The song starts with Arctic Monkeys’ Matt Helders’s groove on drums, which quickly set an irresistible, mid-tempo pace. Slippery, complex bass guitar (according to NME, played on this track by the Dead Weather and Queens of the Stone Age multi-instrumentalist Dean Fertita) punches through the mix, throwing in interesting textures and subtle changes. Guitar-wise, there’s no shyness about instrument choice or shrinking violet aspect to the tone; no attempt is made to turn this into contemporary, mass-media acceptable blandness. This music isn’t sterilized by conformity — it remains full of life. There’s just enough swagger and just enough sensibility. At one point, no fewer then three guitar layers expound their ideas. The last minute of the tune is vastly different and a true coda; the band switches gears from a rock to classical contemporary orchestral tangent in about a tenth of a second.
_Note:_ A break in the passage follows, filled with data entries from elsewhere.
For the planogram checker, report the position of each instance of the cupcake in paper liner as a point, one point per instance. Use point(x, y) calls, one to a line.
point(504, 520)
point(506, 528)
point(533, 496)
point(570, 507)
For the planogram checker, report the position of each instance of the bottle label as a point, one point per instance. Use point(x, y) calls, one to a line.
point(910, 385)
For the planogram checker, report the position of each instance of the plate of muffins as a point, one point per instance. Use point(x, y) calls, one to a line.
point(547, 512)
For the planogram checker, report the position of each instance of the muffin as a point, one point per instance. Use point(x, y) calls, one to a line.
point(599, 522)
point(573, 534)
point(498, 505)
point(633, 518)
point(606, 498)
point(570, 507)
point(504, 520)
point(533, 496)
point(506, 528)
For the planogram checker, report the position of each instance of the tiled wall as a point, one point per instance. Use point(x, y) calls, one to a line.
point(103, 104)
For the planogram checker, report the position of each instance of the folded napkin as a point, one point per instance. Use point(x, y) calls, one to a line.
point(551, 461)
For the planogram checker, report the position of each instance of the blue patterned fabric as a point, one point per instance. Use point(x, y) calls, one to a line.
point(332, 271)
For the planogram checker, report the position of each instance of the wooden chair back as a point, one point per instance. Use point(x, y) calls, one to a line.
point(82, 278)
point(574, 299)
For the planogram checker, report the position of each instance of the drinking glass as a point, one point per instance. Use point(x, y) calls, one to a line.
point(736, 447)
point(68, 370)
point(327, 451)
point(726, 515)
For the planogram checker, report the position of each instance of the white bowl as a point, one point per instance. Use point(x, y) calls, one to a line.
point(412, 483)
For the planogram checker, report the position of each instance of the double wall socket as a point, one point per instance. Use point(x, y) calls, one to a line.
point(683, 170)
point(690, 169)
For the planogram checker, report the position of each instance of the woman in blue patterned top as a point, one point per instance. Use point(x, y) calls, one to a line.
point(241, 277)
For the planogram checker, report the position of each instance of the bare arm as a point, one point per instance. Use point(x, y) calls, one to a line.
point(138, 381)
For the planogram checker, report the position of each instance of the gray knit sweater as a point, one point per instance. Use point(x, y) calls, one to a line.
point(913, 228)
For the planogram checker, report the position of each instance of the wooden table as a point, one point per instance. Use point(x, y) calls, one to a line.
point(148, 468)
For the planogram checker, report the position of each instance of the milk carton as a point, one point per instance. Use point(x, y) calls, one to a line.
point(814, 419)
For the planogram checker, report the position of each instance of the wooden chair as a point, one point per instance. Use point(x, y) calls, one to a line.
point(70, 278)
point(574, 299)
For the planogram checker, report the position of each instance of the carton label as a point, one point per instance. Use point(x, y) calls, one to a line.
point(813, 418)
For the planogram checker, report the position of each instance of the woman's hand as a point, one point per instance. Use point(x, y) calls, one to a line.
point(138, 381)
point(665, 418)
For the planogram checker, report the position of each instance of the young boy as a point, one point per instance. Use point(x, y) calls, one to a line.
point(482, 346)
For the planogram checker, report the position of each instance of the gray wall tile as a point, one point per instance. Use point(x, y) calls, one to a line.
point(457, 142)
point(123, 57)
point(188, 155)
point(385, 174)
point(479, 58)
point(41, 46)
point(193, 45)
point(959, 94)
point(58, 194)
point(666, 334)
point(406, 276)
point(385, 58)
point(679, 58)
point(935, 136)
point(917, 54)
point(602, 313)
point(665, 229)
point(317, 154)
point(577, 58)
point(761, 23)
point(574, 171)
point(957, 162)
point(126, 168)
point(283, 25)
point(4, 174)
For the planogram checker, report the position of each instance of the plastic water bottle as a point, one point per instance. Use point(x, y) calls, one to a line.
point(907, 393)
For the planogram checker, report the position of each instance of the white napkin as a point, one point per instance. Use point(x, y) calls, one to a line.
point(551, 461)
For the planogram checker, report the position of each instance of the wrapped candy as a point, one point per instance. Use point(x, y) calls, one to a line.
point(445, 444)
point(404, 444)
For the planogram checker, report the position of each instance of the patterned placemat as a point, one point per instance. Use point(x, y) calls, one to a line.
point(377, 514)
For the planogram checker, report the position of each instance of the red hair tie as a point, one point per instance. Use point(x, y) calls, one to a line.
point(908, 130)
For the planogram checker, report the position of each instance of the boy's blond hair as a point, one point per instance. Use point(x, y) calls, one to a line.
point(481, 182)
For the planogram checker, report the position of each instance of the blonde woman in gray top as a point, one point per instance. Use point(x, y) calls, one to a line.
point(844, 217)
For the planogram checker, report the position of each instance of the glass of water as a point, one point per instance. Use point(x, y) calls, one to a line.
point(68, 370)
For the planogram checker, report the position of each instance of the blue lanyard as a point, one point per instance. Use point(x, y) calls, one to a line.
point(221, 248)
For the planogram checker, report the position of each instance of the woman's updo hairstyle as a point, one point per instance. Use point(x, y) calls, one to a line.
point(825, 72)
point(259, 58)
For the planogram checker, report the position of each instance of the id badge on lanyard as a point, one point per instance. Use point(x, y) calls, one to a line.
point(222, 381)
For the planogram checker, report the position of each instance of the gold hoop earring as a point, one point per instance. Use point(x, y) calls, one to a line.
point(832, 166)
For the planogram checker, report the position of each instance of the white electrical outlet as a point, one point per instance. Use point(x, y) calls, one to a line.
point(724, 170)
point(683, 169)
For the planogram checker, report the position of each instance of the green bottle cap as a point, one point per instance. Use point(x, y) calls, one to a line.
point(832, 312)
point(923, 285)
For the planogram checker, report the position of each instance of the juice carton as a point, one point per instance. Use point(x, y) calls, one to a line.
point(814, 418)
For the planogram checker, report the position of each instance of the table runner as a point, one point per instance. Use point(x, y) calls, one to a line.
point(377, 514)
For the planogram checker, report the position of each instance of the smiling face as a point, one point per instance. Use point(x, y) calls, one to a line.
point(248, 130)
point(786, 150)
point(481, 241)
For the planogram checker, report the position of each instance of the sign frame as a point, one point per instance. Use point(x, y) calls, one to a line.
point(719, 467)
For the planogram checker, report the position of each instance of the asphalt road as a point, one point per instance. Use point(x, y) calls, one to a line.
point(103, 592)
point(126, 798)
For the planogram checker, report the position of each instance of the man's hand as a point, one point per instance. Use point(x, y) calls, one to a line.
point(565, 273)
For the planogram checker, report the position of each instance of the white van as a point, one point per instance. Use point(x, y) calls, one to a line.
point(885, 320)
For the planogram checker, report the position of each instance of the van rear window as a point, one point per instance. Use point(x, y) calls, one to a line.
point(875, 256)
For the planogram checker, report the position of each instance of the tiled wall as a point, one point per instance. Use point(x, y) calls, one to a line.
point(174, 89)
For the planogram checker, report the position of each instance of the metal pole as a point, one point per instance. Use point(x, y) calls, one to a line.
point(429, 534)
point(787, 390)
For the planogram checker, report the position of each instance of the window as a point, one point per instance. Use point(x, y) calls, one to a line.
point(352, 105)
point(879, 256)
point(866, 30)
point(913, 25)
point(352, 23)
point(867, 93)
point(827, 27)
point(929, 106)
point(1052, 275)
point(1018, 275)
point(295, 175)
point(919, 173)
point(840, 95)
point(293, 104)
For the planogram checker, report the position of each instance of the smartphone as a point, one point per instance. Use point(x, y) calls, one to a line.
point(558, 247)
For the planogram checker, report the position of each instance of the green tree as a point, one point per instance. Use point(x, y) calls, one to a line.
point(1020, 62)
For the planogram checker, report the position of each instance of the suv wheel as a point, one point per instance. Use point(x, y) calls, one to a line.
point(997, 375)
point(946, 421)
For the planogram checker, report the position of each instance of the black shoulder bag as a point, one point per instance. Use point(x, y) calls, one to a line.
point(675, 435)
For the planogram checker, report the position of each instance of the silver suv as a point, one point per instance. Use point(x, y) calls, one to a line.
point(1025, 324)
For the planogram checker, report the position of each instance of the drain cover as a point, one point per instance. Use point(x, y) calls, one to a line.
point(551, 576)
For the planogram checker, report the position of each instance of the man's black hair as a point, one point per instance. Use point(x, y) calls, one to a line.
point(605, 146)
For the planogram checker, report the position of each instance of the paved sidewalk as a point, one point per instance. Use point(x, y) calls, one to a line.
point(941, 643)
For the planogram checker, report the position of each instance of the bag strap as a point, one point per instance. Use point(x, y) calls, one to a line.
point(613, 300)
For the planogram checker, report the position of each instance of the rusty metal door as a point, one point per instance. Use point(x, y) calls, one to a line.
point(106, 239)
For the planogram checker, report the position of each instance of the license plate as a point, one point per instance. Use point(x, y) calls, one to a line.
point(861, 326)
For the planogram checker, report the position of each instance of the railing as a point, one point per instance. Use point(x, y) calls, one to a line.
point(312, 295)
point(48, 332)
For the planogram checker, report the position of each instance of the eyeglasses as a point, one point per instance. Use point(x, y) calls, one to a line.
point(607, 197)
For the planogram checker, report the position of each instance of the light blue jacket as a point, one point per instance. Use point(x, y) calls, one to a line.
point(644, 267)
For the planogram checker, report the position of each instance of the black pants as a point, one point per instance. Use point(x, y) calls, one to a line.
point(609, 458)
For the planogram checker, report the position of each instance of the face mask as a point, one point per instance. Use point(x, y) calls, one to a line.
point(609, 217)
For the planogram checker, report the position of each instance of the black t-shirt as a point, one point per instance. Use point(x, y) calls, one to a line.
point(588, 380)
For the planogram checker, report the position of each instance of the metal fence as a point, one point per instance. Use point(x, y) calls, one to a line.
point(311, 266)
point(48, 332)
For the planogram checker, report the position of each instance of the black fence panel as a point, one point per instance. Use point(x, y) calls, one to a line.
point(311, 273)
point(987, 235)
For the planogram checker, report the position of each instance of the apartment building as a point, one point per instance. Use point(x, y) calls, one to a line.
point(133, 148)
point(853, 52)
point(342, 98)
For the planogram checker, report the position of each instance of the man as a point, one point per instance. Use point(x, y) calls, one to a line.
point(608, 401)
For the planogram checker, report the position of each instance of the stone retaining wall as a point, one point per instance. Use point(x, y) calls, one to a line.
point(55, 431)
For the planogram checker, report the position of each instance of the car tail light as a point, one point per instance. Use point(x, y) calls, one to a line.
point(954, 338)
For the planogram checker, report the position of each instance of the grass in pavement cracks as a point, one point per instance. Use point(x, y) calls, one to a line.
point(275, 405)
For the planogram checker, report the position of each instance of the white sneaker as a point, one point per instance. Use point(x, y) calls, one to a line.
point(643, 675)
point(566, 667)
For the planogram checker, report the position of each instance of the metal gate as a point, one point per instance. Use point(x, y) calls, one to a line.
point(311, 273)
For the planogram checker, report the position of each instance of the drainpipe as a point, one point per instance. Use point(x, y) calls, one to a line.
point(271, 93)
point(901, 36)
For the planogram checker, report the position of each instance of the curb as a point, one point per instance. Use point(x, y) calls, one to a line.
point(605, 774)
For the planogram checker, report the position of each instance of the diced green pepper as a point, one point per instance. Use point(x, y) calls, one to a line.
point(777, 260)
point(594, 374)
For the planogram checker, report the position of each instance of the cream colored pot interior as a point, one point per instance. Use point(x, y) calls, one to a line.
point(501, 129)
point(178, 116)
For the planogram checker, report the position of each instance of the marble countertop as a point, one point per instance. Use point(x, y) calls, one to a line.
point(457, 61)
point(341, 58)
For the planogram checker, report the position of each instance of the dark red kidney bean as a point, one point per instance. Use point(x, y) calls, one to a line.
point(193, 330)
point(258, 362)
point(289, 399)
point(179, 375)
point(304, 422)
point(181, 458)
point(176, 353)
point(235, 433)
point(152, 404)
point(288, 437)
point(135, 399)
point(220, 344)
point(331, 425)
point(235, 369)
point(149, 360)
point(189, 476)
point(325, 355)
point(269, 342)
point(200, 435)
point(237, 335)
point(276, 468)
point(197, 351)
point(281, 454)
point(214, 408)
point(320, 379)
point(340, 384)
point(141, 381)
Pop’s vocals are clear, emotive, rich, and almost as theatrical as his former collaborator David Bowie’s were. Queens of the Stone Age frontman Joshua Homme makes no attempt to overshadow Pop — the vocals remain Pop’s territory, with Homme contributing only background vocals during choruses. As a sort of epilogue, an uncredited female sings near the end. Pop’s lyrics are laden with metaphor and acrimony, but for the intense, long career and the life he’s led, no-one begrudges him a little bitterness now and then. The dominant, extroverted nature of the lyrics remains informed by both Pop’s past and by the creative infusion of fellow non-politically-correct, oft-acid-tongued collaborator Homme. Pop here yearns for Sunday, traditionally a day of rest — a break from his daily grind. This six minute song serves to remind listeners that this could be Pop’s farewell, and thus, “Sunday” (coupled to it’s sister tune “Paraguay”) could be his swansong, a capstone to an impressive oeuvre. [8/10]
Iggy Pop’s new album Post Pop Depression releases March 18th.